Today i have been to Hammersmith hospital for my 6 weekly visit,i have been told that my July PCR test result is at 2.4% which is about normal for me give or take +/- .2-3% it has been around this level for 2.5 years.

I started on Imatinib 400mg June 2006 then went on to Dasatinib 100mg for a year and now back on Imatinib 600mg for the last 4-5 months.

I have been told i should now be thinking about having a transplant as my Leaukemia levels won't come down and at the age of 39 it's better to do it sooner than later.

Having now read up about it i must say it sounds quite frightening, and at this moment in time feel i don't want to except that it may come to this.

Quite happy and thankful to stay at a stubborn 2-3% thanks.

Has your consultant talked to you about trying any of the other available drugs before going the BMT route? It sounds like dasatinib did not work for you, but there are other drug options.

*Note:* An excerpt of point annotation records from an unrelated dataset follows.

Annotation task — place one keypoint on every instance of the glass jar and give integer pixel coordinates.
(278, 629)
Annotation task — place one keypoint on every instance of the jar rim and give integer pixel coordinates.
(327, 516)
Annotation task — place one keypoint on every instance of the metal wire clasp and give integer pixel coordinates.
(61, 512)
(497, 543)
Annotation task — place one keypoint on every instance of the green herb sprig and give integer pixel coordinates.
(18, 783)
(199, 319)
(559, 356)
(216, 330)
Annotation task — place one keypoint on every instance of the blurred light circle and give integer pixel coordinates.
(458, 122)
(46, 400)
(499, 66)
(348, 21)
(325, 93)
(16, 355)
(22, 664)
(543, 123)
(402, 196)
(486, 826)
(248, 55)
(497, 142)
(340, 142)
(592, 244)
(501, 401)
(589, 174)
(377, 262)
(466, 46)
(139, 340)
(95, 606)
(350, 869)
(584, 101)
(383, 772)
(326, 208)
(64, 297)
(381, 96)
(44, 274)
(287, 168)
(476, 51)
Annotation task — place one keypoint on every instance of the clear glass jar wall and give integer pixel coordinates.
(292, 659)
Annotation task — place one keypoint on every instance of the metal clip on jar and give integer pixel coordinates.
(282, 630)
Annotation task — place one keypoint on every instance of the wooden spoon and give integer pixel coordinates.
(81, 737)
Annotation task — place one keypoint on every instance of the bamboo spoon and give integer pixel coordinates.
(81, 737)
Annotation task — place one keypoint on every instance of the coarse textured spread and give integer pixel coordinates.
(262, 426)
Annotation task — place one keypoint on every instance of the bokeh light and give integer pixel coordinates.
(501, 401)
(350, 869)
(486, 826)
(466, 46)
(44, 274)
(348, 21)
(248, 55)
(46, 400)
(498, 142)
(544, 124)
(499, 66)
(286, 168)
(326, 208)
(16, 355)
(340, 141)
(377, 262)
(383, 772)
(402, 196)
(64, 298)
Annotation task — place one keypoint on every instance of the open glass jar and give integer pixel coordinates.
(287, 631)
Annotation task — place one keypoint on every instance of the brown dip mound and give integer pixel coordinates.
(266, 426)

I can totally understand your trepidation about having a transplant. My husband's consultant has been talking about BMT on and off for the last few months, which I don't mind admitting has freaked me out a bit. But alongside that, we've also been told that if his PCR doesn't drop enough, it's very likely they'll be able to try all the other drugs first.

IF you do need to go the transplant route there are lots of friendly people on this site who have had a transplant and come out the other side who can tell you more about it.

All the best

On Dasatinib my PCR levels didn't increase just stayed the same but as i was in a clinical trial they deemed me to have a sub-optimal response,having been on the said drug for a year.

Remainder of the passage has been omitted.